From a standing start in 2017, Babylon has always been acquisitive. In July 2019 the company purchased the Mackay-based diesel specialist Primepower Queensland for $4.2 million in cash and scrip; and in February 2021 the company bought water blasting and industrial services outfit Ausblast for $4.4 million upfront.
Despite the earnings turnaround, Shelby says the maintenance division still is considered non-core and the company is exploring options to monetise this segment.
“But now it’s worth more if we sell it off so it is a better position to be in,” he says.
On the flipside, Babylon is eyeing some more bolt-on water acquisitions, in a climate in which many proprietors are getting long in the tooth.
“The resources boom meant a wave of people who have made good money over decades, but are of a certain vintage and tired of running day-to-day operations,” Shelby says.
“Typically, they are family affairs with $10 million-a-year revenue or below, but the kids aren’t interested in taking over.”

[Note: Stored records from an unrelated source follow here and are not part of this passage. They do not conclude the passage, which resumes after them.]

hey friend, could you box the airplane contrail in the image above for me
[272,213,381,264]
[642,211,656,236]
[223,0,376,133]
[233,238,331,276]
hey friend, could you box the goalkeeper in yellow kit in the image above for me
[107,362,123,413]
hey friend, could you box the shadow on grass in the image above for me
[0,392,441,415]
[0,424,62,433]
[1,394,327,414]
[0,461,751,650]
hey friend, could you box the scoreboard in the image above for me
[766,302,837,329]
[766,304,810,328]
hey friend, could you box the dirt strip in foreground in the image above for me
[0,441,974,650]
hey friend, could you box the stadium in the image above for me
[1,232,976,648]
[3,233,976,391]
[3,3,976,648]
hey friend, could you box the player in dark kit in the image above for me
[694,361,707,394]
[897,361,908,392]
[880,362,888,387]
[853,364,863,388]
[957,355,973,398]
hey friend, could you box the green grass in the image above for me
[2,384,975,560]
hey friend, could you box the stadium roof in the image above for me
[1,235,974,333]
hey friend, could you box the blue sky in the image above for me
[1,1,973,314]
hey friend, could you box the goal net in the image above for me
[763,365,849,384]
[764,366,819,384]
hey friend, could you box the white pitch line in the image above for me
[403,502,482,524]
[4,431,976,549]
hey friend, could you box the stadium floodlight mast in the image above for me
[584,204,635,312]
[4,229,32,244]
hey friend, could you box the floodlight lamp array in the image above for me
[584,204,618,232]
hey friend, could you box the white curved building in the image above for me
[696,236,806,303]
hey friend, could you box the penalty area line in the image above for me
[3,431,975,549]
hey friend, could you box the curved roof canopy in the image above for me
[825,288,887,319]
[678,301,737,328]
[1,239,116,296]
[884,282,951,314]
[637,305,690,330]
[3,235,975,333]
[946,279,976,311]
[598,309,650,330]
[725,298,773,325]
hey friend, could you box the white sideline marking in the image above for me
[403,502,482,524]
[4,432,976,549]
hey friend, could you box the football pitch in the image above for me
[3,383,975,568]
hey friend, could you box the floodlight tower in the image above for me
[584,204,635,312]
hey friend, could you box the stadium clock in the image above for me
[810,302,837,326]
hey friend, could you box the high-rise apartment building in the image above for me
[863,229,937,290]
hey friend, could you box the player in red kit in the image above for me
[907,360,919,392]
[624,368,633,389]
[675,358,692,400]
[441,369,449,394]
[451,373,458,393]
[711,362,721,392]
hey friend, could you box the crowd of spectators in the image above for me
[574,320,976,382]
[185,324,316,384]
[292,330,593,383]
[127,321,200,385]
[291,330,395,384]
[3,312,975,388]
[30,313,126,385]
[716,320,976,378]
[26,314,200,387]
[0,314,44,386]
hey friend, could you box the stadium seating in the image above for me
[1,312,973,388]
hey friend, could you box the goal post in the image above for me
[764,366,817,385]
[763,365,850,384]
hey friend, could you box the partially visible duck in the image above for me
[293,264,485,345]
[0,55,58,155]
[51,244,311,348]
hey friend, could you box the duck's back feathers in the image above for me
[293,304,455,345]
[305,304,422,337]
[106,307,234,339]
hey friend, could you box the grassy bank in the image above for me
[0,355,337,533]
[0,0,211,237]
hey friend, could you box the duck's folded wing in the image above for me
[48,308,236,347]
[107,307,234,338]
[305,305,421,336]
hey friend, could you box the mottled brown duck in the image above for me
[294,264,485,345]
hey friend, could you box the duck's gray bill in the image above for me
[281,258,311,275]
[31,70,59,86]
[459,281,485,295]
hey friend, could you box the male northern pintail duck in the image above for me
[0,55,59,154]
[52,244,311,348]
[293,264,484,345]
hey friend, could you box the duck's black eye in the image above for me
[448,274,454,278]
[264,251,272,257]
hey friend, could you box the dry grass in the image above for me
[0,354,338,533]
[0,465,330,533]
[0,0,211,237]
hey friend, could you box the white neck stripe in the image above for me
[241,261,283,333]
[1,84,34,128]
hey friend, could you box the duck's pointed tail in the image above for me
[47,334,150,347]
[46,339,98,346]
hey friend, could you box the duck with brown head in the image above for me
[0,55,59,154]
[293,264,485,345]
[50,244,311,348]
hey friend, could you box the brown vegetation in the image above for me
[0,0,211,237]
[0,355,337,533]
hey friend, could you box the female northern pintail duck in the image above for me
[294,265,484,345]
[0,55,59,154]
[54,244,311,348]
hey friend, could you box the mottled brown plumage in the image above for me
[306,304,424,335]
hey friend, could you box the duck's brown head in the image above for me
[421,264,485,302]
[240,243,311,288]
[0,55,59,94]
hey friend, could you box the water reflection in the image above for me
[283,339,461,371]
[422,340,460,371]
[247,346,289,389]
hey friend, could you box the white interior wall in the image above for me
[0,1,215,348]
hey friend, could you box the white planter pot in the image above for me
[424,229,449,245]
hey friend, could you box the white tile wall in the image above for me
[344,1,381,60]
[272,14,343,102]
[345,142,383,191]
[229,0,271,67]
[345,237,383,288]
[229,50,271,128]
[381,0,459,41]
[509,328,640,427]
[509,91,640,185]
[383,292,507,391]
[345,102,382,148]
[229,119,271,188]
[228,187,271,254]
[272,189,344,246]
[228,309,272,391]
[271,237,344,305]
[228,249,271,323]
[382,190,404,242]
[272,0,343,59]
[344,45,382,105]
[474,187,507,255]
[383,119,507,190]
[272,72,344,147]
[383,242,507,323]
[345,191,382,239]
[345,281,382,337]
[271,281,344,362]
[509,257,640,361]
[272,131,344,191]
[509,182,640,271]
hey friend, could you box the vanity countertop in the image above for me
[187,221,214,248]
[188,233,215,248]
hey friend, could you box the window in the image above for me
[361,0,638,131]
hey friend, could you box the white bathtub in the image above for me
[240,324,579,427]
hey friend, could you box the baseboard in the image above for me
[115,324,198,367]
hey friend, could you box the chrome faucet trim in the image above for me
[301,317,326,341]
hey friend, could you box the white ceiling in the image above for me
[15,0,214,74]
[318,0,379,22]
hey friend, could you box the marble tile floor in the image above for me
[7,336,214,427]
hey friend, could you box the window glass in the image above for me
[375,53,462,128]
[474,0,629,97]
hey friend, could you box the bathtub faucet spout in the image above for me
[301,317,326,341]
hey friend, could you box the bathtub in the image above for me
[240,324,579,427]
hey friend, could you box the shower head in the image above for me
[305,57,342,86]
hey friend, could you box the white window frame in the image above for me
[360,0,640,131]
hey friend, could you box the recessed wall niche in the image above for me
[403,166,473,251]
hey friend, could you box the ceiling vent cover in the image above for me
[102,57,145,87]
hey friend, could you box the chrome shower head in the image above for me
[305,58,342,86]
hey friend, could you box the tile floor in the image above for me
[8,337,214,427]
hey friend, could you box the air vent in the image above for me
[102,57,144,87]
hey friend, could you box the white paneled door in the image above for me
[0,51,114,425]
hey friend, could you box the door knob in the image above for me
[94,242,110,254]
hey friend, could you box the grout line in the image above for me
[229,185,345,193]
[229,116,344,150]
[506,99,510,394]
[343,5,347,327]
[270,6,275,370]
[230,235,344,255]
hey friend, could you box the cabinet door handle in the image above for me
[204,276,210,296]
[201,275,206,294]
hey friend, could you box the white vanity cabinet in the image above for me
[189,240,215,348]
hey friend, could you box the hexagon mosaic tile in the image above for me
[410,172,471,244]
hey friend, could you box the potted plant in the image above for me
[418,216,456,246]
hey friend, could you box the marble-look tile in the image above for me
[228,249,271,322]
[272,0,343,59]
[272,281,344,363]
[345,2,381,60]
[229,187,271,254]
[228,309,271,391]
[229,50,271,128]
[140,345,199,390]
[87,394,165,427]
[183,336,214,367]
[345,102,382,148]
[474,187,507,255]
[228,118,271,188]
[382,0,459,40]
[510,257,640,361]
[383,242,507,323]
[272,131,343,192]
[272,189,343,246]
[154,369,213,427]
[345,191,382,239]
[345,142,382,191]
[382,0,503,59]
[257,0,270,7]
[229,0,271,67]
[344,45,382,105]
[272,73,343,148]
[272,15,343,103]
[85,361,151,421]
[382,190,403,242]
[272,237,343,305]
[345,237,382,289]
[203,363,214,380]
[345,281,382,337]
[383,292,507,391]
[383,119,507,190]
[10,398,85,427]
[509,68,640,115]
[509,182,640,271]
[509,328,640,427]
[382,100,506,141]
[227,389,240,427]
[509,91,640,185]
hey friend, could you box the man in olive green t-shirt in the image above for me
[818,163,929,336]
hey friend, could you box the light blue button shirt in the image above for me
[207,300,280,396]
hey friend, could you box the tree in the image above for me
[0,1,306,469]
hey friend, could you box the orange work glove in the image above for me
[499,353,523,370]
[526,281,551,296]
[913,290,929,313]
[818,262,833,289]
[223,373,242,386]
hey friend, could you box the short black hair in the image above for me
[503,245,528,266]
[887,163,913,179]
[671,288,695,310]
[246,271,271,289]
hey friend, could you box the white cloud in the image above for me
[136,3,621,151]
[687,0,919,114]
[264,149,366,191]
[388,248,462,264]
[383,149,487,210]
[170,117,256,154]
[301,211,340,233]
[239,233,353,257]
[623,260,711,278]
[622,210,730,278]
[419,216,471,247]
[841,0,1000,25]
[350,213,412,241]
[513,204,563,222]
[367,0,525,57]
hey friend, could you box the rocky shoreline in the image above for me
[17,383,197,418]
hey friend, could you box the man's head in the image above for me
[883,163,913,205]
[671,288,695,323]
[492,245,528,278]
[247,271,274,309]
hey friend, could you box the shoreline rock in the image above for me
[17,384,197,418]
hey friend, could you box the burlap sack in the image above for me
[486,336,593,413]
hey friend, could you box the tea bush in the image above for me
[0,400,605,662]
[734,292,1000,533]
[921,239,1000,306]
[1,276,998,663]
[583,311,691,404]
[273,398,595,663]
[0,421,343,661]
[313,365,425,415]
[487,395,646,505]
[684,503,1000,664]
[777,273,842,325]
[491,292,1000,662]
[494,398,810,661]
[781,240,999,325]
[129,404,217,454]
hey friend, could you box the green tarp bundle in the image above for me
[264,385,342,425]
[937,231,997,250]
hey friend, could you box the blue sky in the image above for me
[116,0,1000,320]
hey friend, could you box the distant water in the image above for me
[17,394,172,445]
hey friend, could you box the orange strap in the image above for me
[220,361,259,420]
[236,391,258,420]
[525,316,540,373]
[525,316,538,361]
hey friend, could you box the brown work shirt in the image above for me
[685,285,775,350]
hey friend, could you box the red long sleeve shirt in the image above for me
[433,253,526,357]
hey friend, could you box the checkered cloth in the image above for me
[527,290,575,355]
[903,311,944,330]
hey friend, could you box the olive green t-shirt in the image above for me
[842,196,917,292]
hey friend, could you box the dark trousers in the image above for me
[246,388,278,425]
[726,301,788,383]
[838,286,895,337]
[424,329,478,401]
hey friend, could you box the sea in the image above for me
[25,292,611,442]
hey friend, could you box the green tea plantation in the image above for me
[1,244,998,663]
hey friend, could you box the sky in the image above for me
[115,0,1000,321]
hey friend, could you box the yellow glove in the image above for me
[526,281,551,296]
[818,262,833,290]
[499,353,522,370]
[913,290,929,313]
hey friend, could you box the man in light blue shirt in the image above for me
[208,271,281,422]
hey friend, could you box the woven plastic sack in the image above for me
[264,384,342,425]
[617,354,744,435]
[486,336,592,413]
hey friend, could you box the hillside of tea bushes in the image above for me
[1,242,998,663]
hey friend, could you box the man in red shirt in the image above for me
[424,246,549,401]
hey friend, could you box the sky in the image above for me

He adds that Babylon is appealing as an acquirer, because the vendors can take care of their valued employees and clients.
“The vendors are buying into Babylon’s ‘big picture’ vision, enabling us to deals including a meaningful scrip component.”
Meanwhile, Shelby describes trading conditions as “exceptionally busy” with heightened visibility on where the next dollar of revenue is likely to come from.
“In past years the sales cycle was short and you didn’t really know what would happen three months out,” he says. “Having this great visibility allows us to plan, enhance profitability and deliver better results for our clients.”
A trait of the water rental business is that work is renewed month by month, rather than secured by long-term contracts. But by and large, the large clients don’t move in a hurry.
“They don’t suddenly decide they don’t need to pump water,” he say. “When you have a piece of gear on a pontoon weighing 16 tonnes, it’s not like they will return it tomorrow.”
Furthering the efficiency drive, Babylon in January moved in to new purpose-built premises in the Perth suburb of High Wycombe, consolidating several Perth leases.
“Apart from operational efficiencies, the move is also enabling us to attract and maintain labour in a tight market,” Shelby says.
Meanwhile, Babylon remains in a tight financial position with cash of $2.12 million and $2.099 million of unused financing facilities. But Shelby notes the company settled $4.5 million of outstanding convertible notes last July, thus removing a sizeable interest rate burden.
The company has receivables of $5.2 million from its blue-chip client base, which includes Rio Tinto, BHP, Fortescue Mining and Alcoa and Newmont.
“The acquisitions are earnings positive and the banks continue to be supportive with asset financing,” Shelby says.
Despite Babylon’s progress, the share price has yet to gain the traction its earning trajectory would suggest, and the company bears a modest market capitalisation of $13.5 million.
The biggest holder, former Elders executive Geoff Lord, retains the faith with a 25 per cent holding which was increased in the recent recapitalisation.
“I turn up every day to do my job, which is to improve the earnings profile, de-risk the company and improve the balance sheet,” Shelby says.
He adds that the owners of both RWG and RBH showed faith in Babylon’s near-term prospects by agreeing to deferred payments.
Whatever growth avenues the company chooses, they will be navigated carefully.
“We are not all guns blazing for unsustainable growth,” Shelby says. “We have taken a breath and are carefully building a sustainable earnings profile through organic growth and earnings accretive acquisitions.”